Bogged down with responsibilities at work and at home? Many of us wish we had more time to get it all done—and still steal time to relax.
While adding more hours to our day may not be possible, a recent study suggests a little mindfulness meditation can help us at least feel like we have more time in our lives.
Researcher Robin Kramer and his colleagues trained students at the University of Kent in the United Kingdom to link different shapes to either a short and a long period of time. Shapes shown on a computer screen for 400 milliseconds represented a short duration, while shapes shown for 1600 milliseconds represented a long duration. Next, all of the participants were presented with shapes held on the screen for a variety of durations and had to determine whether the duration was more similar to the short or the long period of time.
Half of the participants then listened to a 10-minute mindfulness meditation exercise, which guided them to concentrate on the movement of their breath throughout their body. The other half listened to the audiobook version of The Hobbit for 10 minutes. Immediately afterward, the researchers again presented them with varying durations of time.
The results, published in the journal Consciousness and Cognition, show that the meditators were more likely to report that durations of time were “long” after they had meditated. In contrast, participants didn’t report any difference in time duration if they had listened to the Hobbit recording. The researchers conclude that mindfulness meditation made participants experience time as passing more slowly. Remarkably, they saw this effect after just a single 10-minute meditation, among participants who had no prior meditation experience.
Though more study is needed to explain this finding, the researchers suspect that the mindfulness meditation altered time perception because it induced people to shift their attention inward. In the paper, the authors write that when people are distracted by a task in the world around them, they have less capacity to pay attention to time passing, and so experience time as moving more quickly. Because the mindfulness meditation exercise cued participants to focus on internal processes such as their breath, that attentional shift may have sharpened their capacity to notice time passing.

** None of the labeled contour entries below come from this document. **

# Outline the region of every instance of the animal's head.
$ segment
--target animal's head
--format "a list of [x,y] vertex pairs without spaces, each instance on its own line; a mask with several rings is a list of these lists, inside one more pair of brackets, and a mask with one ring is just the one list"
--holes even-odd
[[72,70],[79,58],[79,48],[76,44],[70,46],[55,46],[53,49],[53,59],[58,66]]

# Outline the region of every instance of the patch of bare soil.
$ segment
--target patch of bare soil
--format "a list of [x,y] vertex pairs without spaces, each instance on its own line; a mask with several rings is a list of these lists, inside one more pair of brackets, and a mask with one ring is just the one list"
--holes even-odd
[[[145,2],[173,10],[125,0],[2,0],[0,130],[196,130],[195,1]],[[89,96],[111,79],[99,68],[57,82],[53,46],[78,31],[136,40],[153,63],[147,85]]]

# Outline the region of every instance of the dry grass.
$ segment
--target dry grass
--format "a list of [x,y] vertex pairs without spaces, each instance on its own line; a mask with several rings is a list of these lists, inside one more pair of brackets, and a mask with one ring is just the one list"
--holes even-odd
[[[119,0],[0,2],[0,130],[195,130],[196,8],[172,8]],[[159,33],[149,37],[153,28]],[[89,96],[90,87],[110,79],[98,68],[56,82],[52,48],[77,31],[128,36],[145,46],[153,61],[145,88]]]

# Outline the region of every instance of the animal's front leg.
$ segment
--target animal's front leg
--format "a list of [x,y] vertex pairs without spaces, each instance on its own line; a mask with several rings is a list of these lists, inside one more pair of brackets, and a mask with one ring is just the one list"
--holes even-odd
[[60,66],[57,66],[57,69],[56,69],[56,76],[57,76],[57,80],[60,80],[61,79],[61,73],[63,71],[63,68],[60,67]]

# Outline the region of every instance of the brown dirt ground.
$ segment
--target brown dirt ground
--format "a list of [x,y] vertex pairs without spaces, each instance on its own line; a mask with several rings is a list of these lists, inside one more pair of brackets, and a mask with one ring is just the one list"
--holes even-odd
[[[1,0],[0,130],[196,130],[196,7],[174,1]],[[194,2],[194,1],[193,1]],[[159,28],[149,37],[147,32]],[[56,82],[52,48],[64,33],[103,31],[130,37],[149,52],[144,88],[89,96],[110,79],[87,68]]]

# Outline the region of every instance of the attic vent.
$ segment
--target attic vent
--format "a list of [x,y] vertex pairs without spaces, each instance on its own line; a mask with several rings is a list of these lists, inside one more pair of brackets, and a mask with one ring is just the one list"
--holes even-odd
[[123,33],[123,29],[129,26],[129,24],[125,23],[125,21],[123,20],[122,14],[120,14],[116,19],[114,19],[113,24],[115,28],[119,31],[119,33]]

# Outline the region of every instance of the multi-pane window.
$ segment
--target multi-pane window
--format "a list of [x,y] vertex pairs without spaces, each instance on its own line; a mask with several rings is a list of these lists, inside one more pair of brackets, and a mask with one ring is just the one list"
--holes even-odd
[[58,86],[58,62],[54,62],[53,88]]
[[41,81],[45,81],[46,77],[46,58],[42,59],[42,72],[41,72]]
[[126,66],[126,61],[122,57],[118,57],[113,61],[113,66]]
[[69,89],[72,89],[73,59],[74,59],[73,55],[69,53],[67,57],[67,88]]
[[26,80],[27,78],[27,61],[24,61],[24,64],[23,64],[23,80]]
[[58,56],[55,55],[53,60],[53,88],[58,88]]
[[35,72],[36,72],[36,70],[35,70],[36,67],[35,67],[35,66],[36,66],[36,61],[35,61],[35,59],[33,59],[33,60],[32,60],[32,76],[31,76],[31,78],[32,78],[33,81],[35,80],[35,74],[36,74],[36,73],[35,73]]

Kramer thinks that this finding could be used in everyday situations, to help people gain control over their experience when they feel short on time. “If things feel like they’re running away,” he says, “slowing things down might help you deal with them more easily.”
Kramer also speculates that while a mindfulness exercise that shifts attention to internal events extends one’s experience of time, a mindfulness exercise that shifts attention to an external event could potentially make time feel like it’s passing more quickly. If this were true, mindfulness could have clinical applications for people who feel like time is moving too slowly, such as those experiencing depression, who tend to overestimate the duration of negative events.
Though Greater Good has previously reported on many positive effects of mindfulness, as well as on how experiencing awe can alter how we perceive time, this study is one of the first to investigate the relationship between mindfulness and time perception. In the future, the researchers aim to uncover how long mindfulness meditation’s effects on time perception last, and to explore further the precise causes of this shift in time perception.